Q: With the "mistake" that you had entered into the data, can I go back and find it and possibly correct it for auditing purposes?
Delta Lake has a data versioning feature called Time Travel. It provides snapshots of data, allowing you to access and revert to earlier versions of data for audits, rollbacks or to reproduce experiments. To visualize this, note cells 36 onwards in the Streaming Stock Analysis with Delta Lake notebook. The following screenshot shows three different queries using the VERSION AS OF
syntax allowing you to view your data by version (or by timestamp using the TIMESTAMP
syntax).
With this capability, you can know what changes to your data were made and when those transactions had occurred.
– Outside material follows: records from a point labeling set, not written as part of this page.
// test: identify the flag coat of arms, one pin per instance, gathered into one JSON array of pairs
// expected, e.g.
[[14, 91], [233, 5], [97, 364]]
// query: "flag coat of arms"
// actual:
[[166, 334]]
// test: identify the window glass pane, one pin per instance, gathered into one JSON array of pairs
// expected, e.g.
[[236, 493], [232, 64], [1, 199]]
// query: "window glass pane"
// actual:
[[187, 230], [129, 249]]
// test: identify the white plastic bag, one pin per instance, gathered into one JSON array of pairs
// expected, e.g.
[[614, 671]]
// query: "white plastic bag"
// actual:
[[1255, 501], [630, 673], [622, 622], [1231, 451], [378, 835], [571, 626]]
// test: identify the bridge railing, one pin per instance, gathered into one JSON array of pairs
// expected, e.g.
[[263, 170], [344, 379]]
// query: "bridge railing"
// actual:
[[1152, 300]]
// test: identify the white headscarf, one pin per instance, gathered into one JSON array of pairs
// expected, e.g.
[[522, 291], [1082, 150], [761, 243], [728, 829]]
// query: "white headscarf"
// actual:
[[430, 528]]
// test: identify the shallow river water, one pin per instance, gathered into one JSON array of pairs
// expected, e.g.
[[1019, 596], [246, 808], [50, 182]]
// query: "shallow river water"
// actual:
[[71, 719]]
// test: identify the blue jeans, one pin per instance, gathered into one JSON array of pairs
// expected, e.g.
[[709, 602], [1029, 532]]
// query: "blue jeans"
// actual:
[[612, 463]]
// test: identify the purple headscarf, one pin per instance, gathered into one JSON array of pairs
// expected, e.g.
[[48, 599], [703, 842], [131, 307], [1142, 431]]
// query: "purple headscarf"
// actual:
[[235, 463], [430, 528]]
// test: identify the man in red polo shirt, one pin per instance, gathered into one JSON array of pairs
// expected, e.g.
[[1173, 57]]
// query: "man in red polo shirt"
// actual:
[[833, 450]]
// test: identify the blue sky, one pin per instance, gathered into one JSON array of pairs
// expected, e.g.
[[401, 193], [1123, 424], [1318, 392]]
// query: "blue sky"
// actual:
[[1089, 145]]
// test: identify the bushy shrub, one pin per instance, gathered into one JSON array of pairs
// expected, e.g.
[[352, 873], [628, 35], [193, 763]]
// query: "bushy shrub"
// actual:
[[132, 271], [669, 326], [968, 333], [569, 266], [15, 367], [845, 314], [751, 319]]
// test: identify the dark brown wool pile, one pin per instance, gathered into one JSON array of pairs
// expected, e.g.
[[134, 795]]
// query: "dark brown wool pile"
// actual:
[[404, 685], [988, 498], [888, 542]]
Q: I saw that the stock streaming data update was accomplished via a view; I wonder if updates can be done on actual data files themselves. For instance, do we need to refresh the whole partition parquet files to achieve updates? What is the solution under Delta Lake?
While the changes were done to a Spark SQL view, the changes are actually happening to the underlying files on storage. Delta Lake itself determines which Parquet files need to be updated to reflect the new changes.
Q: Can we query Delta Lake Tables in Apache Hive
Currently (as of version 0.1.0) it is not possible to query Delta Lake tables with Apache Hive nor is the Hive metastore supported (though this feature is on the roadmap). For the latest on this particular issue, please refer to the GitHub issue #18.
Q: Is there any guide that covers detailed usage of Delta Lake?
For the latest guidance on Delta Lake, please refer to the delta.io as well as the Delta Lake documentation. Join the Delta Lake Community to communicate with fellow Delta Lake users and contributors through our Slack channel or Google Groups.